If the chatbot-training system determines, in block 316, that there are no related intents available, the chatbot-training system determines, in block 326, whether further customization to the intent hierarchy is required. Further customization may be required if there are additional intents available for which the chatbot-training system has not yet performed blocks 302 and 304, for example. In some embodiments, this may include intents that were determined to be related to the utterance intent in block 316 but were kept distinct from the utterance intent in block 324.

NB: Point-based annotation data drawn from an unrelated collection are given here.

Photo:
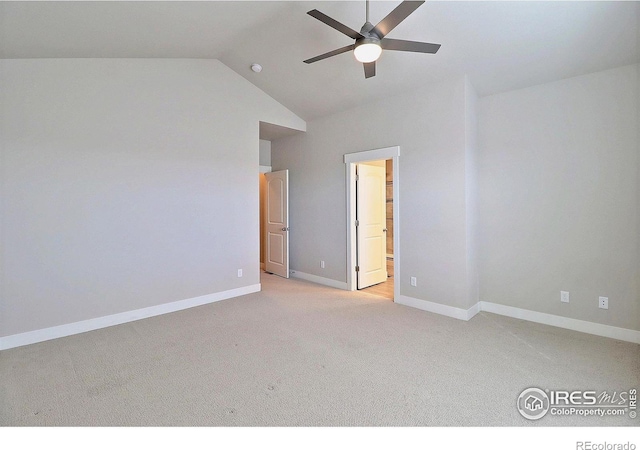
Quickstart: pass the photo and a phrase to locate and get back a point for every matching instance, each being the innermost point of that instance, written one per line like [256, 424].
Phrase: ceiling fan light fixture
[367, 50]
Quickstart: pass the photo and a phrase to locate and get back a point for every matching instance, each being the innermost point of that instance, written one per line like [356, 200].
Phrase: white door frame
[350, 160]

If the chatbot-training system determines that further customization is required, the chatbot-training system returns to block 302 to select a new structured utterance associated with a new utterance intent. The chatbot-training system will then continue method 300 to continue customizing the intent hierarchy. However, if the chatbot-training system determines in block 326 that further customization is not required, the chatbot-training system ends method 300, completing (at least for the time being), the customization of the intent hierarchy. At this point the customizations performed during method 300 may be presented to the chatbot trainer for confirmation. At this point the chatbot-training system may also use the customized intent hierarchy to create a precisely granular intent list for the chatbot.
In some embodiments, a customized intent hierarchy for a chatbot may be periodically analyzed once the chatbot has been deployed. For example, a chatbot-training system may continue to monitor a chatbot while the chatbot is communicating with end users. That chatbot-training system may collect that chatbot's real-world conversation data and add the utterances from that conversation data to the list of historical utterances with which the chatbot's intent hierarchy was originally trained. The chatbot-training system may then retrain the chatbot with the updated data (for example, by performing a process similar to blocks 104 of method 100). The chatbot-training system may also perform silhouette interpretation and hierarchical balancing on this updated intent hierarchy to identify potential issues with the updated hierarchy. If the chatbot-training system determines that the updated intent hierarchy is improved, it could incorporate it into the deployed chatbot.
After a chatbot-training system has developed a customized intent hierarchy and intent list for the chatbot, the chatbot-training system may then develop a set of logic flows for those intents (and the utterances associated therewith). In some embodiments of the present disclosure, a chatbot-training system may do this in a way that significantly reduces the input necessary from chatbot trainers. As discussed previously, typical chatbot logic flows are often created manually, which can require a significant time investment on the part of personnel who are aware of the chatbot's purpose (e.g., chatbot owners) and the personnel who are capable of programming the logic flow into the chatbot (e.g., chatbot developers). This can result in a significant number of back-and-fourth iterations between these two individuals, potentially costing a lot of time and money.
FIG. 4 illustrates a method 400 by which a chatbot-training system can develop logic flows for an intent list (for example, an intent list created from a customized intent hierarchy) while significantly reducing the input necessary for chatbot trainers. Method 400 may develop logic flows by staging and storing training conversations for a set of intents. Method 400 begins at block 402, in which an utterance associated with an intent in an intent list is obtained. The manner by which the utterance is obtained may vary based on the embodiment and use case. In some embodiments, for example, this utterance may be obtained by selecting a random intent in the intent list and selecting a random utterance associated with that intent. In other embodiments, an utterance associated with a greeting intent may be chosen. In other embodiments, the chatbot-training system may prompt a chatbot trainer to select an utterance (for example, a chatbot trainer may select from a set of utterances displayed on a graphic-user interface or may search the intent hierarchy for an intent or utterance).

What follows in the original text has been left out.